L'analyse générale est donc stimulante, d'autant plus qu'elle attise un scepticisme bienvenu face aux grandes analyses nationales sur un sujet où les déterminants locaux ont toujours été primordiaux.

Ceci étant dit, le livre de McHugh suscite aussi quelques interrogations, qui sans mettre en doute l'ensemble du propos de l'auteur, en nuanceront peut-être la portée.

Du fait même que les politiques hospitalières sont conçues comme quasi-exclusivement du domaine des élites locales, l'auteur se trouve obligé d'en trouver le ressort au même niveau. Et il insiste beaucoup sur l'idée qu'elles serviraient aux élites d'instrument de légitimation auprès du peuple. En lui offrant un hôpital, les élites "gagneraient" le respect et l'approbation populaire, tout en luttant contre une mendicité et un vagabondage qui effraient de plus en plus. C'est certainement un motif en jeu dans les actions charitables de l'époque, mais n'est-ce pas accorder un peu trop de place à un mode de reconnaissance qui n'était certainement pas le plus important dans la France du XVIIe siècle ?

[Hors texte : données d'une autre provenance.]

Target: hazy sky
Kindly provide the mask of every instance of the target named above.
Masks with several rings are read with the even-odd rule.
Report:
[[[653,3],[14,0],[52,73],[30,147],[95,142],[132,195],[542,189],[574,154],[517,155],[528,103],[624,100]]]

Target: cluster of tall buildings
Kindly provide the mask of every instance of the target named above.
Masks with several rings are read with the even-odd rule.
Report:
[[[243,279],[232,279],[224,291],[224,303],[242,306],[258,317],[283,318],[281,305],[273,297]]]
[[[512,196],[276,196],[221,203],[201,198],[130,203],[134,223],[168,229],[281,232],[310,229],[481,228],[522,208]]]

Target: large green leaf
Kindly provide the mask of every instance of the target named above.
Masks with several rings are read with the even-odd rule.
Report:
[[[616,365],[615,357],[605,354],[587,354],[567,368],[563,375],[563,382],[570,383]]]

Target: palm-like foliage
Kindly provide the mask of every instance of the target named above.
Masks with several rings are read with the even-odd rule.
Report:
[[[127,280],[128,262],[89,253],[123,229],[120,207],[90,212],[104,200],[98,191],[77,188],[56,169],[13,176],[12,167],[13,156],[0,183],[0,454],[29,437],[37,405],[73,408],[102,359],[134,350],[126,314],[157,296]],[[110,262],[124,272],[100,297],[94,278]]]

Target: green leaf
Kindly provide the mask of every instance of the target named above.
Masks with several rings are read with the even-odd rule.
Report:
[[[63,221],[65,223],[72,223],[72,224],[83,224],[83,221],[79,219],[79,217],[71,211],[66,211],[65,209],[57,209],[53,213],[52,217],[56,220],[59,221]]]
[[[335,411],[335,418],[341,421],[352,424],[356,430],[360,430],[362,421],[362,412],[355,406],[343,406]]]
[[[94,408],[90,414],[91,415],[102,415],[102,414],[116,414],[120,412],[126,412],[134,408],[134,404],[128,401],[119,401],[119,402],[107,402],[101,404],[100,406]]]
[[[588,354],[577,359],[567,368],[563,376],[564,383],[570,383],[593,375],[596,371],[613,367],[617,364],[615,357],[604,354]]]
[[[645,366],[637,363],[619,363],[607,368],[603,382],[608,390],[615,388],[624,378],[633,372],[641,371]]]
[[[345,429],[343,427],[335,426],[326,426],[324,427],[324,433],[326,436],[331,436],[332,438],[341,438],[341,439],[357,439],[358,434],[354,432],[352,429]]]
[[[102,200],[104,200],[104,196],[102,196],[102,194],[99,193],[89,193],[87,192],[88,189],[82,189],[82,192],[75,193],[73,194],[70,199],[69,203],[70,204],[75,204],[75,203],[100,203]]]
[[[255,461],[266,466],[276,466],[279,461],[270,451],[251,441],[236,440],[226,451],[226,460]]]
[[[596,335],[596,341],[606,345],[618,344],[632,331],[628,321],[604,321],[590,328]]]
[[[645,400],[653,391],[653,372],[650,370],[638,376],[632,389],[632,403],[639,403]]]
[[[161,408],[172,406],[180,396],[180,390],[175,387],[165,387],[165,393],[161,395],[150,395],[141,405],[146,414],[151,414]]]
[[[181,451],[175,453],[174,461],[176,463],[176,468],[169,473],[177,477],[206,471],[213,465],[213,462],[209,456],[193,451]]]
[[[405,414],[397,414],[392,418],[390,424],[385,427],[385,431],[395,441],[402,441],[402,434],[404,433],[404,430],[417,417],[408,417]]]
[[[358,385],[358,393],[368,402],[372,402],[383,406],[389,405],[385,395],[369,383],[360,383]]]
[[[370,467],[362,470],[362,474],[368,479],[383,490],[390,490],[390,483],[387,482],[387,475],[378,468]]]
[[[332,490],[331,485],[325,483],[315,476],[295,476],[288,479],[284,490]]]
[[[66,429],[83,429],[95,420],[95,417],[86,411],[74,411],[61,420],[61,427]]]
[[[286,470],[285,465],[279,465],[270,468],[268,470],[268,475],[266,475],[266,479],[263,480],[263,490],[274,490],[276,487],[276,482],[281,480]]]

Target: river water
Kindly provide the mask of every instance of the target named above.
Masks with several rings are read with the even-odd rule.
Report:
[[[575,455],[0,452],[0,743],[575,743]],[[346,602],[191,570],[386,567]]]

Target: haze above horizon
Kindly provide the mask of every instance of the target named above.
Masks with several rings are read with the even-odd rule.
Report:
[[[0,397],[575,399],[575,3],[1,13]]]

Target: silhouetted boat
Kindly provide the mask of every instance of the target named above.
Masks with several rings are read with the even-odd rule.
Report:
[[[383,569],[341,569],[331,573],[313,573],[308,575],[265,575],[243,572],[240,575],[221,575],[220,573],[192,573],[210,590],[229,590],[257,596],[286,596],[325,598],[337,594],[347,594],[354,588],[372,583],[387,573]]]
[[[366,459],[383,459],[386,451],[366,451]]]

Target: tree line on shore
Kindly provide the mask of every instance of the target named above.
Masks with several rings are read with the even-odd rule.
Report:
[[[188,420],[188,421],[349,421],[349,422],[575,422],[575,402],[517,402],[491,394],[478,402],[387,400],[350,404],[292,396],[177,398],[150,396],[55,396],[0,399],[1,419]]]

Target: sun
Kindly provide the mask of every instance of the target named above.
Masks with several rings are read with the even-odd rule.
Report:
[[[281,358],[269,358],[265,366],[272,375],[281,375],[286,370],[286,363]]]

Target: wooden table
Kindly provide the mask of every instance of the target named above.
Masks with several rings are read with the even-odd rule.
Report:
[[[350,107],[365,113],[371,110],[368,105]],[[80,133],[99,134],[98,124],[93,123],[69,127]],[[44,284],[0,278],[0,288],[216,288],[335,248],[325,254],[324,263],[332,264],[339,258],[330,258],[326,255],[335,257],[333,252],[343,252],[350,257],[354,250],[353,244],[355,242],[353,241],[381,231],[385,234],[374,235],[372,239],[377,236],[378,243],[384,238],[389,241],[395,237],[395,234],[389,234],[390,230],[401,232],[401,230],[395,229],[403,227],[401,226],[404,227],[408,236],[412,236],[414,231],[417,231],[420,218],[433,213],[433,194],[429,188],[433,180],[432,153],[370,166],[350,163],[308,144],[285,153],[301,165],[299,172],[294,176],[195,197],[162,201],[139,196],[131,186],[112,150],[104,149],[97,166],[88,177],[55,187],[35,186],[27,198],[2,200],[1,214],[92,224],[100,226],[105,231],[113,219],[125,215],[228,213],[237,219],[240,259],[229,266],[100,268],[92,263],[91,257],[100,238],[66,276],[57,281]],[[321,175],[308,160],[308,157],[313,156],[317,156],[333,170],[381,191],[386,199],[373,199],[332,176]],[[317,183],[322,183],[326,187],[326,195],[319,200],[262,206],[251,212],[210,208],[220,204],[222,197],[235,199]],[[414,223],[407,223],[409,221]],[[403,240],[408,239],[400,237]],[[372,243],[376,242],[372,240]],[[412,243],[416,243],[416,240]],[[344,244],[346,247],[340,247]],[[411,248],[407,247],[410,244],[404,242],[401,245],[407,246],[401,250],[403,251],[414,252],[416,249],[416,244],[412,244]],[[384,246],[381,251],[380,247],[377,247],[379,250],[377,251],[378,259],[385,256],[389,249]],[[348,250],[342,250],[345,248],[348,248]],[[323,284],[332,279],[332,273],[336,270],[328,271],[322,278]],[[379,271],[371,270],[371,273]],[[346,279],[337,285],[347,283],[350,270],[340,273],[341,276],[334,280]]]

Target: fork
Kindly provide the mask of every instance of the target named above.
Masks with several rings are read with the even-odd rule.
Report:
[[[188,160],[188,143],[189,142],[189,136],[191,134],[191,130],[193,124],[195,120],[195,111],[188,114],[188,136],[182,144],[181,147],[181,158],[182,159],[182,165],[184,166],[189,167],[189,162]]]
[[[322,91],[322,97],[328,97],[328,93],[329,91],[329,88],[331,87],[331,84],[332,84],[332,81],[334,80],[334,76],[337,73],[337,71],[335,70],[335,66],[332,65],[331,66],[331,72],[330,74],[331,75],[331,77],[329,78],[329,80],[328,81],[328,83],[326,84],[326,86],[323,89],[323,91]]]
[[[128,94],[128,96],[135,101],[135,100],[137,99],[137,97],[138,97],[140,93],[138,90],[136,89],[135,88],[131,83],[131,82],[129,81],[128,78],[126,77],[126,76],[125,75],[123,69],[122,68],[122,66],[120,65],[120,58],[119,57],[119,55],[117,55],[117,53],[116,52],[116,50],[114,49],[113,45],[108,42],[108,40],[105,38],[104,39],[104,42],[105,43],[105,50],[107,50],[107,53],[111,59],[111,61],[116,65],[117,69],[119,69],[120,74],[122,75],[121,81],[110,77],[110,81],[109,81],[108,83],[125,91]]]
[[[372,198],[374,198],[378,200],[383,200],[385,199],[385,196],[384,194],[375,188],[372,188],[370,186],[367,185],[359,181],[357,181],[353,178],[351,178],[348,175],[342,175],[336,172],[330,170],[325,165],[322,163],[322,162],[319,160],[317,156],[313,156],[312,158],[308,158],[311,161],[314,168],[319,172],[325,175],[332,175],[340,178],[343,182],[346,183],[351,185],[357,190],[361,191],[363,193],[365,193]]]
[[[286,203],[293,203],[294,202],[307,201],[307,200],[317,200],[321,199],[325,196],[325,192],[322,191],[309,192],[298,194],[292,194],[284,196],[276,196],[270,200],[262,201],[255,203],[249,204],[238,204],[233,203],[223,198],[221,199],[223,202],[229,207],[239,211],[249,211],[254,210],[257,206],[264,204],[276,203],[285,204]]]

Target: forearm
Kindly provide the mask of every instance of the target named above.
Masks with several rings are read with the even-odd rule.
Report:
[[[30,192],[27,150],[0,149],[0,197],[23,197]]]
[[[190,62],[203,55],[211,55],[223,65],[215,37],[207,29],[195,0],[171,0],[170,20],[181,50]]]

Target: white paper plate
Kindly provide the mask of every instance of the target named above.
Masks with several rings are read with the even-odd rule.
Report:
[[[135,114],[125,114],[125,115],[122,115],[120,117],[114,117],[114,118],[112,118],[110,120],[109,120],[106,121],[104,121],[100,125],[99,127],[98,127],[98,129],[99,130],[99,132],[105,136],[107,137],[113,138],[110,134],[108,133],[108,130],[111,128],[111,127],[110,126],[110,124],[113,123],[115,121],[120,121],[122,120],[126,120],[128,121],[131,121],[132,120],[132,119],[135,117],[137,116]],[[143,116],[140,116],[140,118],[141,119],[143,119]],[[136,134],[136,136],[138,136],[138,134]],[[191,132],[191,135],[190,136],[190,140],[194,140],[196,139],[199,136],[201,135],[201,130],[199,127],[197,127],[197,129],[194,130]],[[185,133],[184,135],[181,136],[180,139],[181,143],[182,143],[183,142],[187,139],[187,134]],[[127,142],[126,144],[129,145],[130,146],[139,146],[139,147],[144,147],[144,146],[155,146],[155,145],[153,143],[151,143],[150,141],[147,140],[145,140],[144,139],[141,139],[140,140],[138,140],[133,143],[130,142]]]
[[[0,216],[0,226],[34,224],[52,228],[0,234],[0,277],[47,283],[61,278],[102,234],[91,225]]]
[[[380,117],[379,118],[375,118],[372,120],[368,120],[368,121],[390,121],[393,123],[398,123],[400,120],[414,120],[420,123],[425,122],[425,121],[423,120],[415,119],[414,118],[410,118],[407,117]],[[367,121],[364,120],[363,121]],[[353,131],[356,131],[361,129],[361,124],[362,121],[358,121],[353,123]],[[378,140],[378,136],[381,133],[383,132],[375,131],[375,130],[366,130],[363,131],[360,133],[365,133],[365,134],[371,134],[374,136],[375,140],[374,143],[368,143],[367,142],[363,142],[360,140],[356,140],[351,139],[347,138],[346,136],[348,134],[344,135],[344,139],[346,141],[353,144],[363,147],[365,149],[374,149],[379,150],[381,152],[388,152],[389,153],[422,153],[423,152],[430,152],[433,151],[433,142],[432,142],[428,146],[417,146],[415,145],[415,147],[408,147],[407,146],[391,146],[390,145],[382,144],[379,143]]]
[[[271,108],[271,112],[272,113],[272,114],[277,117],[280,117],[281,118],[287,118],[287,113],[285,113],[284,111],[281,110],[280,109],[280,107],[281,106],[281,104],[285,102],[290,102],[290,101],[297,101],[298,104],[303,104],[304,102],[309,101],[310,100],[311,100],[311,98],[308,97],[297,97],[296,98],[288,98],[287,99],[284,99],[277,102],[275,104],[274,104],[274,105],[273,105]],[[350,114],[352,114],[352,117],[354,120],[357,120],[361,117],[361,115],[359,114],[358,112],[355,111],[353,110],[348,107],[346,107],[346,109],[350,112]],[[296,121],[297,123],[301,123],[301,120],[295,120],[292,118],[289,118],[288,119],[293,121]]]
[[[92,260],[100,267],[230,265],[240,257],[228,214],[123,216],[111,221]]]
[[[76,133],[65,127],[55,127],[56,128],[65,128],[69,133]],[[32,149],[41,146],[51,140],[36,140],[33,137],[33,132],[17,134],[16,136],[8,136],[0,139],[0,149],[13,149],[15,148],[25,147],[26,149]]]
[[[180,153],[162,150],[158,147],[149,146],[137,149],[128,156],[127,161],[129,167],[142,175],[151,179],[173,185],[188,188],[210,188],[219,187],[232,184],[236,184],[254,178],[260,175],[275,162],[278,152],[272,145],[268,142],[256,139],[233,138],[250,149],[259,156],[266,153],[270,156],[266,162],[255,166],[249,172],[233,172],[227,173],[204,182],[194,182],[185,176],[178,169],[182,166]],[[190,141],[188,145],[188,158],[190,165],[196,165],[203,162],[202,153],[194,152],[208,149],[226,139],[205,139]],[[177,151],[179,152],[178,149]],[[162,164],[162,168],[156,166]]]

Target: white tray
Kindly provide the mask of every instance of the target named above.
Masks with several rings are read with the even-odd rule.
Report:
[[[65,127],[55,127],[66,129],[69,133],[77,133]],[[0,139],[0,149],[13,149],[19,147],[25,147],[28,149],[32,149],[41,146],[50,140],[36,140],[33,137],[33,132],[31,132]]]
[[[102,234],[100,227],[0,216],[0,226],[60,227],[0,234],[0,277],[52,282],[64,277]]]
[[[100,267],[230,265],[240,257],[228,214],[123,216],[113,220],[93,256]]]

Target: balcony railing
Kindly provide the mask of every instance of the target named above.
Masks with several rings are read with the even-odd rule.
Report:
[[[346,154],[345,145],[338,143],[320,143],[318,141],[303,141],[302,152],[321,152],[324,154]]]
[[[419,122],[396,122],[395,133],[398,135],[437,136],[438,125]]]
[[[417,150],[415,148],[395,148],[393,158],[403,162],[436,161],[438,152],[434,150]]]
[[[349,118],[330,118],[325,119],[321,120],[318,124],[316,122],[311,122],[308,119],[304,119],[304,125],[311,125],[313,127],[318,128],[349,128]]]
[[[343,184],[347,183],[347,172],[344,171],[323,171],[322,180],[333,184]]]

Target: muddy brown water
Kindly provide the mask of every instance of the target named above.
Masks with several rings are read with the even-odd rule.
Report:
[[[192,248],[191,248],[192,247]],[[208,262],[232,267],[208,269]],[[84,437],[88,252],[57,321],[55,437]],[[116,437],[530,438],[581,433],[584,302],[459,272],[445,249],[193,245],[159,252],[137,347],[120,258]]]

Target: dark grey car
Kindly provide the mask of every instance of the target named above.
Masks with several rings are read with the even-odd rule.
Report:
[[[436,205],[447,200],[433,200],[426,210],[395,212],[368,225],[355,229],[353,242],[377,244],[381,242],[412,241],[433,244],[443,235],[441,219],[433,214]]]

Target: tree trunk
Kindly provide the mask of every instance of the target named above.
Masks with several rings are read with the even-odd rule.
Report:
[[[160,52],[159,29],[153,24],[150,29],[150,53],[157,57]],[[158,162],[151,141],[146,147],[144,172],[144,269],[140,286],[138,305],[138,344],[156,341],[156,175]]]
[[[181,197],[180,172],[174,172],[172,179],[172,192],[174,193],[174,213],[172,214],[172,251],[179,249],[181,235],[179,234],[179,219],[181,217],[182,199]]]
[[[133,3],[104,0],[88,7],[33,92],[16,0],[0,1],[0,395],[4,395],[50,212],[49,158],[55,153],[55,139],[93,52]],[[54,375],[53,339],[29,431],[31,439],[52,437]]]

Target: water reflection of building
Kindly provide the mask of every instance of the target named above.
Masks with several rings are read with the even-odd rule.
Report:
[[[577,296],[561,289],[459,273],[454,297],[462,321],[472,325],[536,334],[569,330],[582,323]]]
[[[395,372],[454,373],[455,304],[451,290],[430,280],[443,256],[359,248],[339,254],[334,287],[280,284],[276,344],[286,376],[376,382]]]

C'est par le même argument que sont expliqués les débuts de la "médicalisation" hospitalière : la signature de contrats avec des chirurgiens et/ou médecins pour s'assurer leurs services au sein de l'institution. Ce faisant, les élites locales satisferaient à une demande populaire locale. L'argument peut être débattu, tant on sait que l'emprise de la médecine académique se développa lentement, prise entre ses logiques corporatistes et ce que Laurence Brockliss et Colin Jones ont appelé la "pénombre médicale"   qui resta longtemps le premier recours de la population en cas de maladie. Et ceci même dans les villes et jusqu'à la fin du XVIIIe et au début du XIXe   – soit un siècle plus tard. Par ailleurs, il est fort peu question dans ce livre des logiques corporatistes, souvent liées au pouvoir politique   , qui auraient peut-être pu expliquer pour partie cette médicalisation hospitalière.

Enfin, s'il peu paraître logique que l'auteur ait légèrement forcé son argumentation pour faire prévaloir sa thèse, il ne reste pas moins que l'engagement croissant du pouvoir central dans la politique hospitalière au XVIIIe siècle (que Tim McHugh ne semble pas contester) n'est pas sorti de la couronne magique de Louis XV. Il semble légitime de le comprendre comme une extension continue de l'intérêt royal en la matière. D'autant plus que ce sont largement les mêmes arguments qui seront alors mis en avant pour l'appuyer : arguments économiques, moraux, et d'efficacité médico-administrative   .
 
Ces quelques nuances finales ne doivent pas faire oublier le grand intérêt de ce livre, qui, somme toute, n'a peut-être que les défauts de ses qualités.